Thank you to Mayank, Campion School, Bhopal, India; Yung, from Hong Kong and Ruth from Manchester High School for Girls for your solutions. Here is Ruth's solution:

My conjecture is that PQRS is always a parallelogram. It seems
that PQ and RS are always perpendicular to BD and that QR and SP
are perpendicular to AC. If this is the case then PQRS is a
paralelogram because PQ and RS are perpendicular to the same line
so must be parallel. Similarly QR and PS are parallel so PQRS has
opposite sides parallel so is a parallelogram.

So to show PQRS is a parallelogram it suffices to show that
the line joining the centres of two circles (a line such as PQ) is
perpendicular to the common chord of these two circles (a line such
as BX.

Consider the triangles BQP and XQP. Sides BQ and XQ are both
radii of the circle centre Q so are equal length. Sides BP and XP
are both radii of the circle centre P so are equal length. Side QP
is common to both triangles. Therefore BQP and XQP are congruent by
SSS. Therefore quadrilateral BPXQ is symetrical along PQ. Therefore
BX is perpendicular to PQ as required. Therefore PQRS is a
parallelogram.

Chi Kin, St Dominic's International School of Lisbon, also gave an excellent proof including a discussion of the degenerate cases where one vertex, A, B, C or D is moved on top of another or on top of the point X. In these cases there is no longer a convex quadrilateral ABCD.

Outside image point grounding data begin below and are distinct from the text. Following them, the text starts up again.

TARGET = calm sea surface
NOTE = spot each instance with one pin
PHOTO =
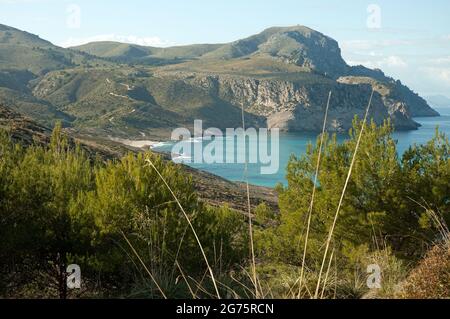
(296, 143)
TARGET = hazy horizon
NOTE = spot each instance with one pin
(410, 42)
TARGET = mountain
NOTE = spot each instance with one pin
(438, 100)
(281, 77)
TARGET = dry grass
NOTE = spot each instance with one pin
(150, 163)
(431, 278)
(330, 235)
(311, 206)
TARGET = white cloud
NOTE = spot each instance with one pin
(441, 75)
(363, 45)
(442, 61)
(392, 61)
(132, 39)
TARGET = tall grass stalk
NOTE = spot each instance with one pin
(250, 221)
(316, 176)
(327, 273)
(149, 161)
(143, 264)
(330, 234)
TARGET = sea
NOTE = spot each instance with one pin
(295, 143)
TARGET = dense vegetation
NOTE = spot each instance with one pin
(59, 207)
(121, 224)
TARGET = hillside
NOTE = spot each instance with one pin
(281, 77)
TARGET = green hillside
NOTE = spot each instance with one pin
(279, 76)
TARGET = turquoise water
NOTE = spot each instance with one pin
(296, 143)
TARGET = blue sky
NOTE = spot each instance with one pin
(409, 40)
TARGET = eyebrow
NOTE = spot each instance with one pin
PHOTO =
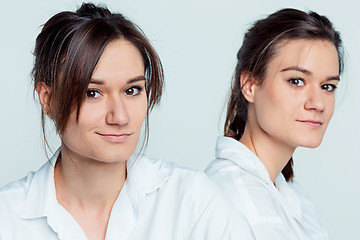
(132, 80)
(307, 72)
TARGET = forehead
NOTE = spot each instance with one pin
(316, 56)
(121, 60)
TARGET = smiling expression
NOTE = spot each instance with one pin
(114, 109)
(295, 102)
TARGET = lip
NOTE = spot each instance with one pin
(115, 138)
(312, 123)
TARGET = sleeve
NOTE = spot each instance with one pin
(216, 220)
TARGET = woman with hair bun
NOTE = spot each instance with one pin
(282, 97)
(97, 78)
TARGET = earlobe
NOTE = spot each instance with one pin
(44, 95)
(248, 85)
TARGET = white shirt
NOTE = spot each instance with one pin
(158, 201)
(280, 211)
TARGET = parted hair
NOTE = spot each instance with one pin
(259, 45)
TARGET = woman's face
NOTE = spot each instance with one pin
(114, 109)
(295, 102)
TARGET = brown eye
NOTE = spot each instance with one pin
(92, 94)
(297, 82)
(328, 87)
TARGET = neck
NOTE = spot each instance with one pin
(87, 184)
(273, 153)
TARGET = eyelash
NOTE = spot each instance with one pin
(138, 88)
(292, 81)
(92, 90)
(332, 86)
(329, 85)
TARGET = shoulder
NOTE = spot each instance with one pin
(186, 179)
(209, 210)
(306, 203)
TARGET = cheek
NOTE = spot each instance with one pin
(138, 111)
(330, 107)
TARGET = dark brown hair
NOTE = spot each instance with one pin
(258, 48)
(68, 49)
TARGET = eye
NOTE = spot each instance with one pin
(133, 91)
(329, 87)
(92, 94)
(297, 82)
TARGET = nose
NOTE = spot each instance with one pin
(315, 100)
(117, 113)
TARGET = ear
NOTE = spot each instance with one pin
(44, 96)
(248, 85)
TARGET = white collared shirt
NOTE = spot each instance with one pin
(280, 211)
(158, 201)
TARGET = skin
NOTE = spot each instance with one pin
(294, 104)
(94, 149)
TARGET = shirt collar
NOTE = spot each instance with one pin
(233, 150)
(144, 177)
(41, 196)
(290, 196)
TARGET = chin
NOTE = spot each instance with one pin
(311, 143)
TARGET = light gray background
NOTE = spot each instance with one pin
(197, 42)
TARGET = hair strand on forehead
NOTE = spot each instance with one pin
(259, 47)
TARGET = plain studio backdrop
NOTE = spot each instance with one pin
(197, 42)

For instance, if we move C on top of B, both the points B, C and X are joined at one point. As a result, the circumcircle of the triangle BXC is reduced to a point, and only 3 circles will be left. Quadrilateral PQRS cannot be formed any more.

Consider also, as we move C on top of X, the common chord CX will be eventually reduced to a point, and RQ will therefore disappear. Quadrilateral PQRS can't be formed.

Finally, if we move C on top of A, two of the circles will be overlapping the other two. As a result, RQ will also overlap PS, and the quadrilateral PQRS is reduced to a line.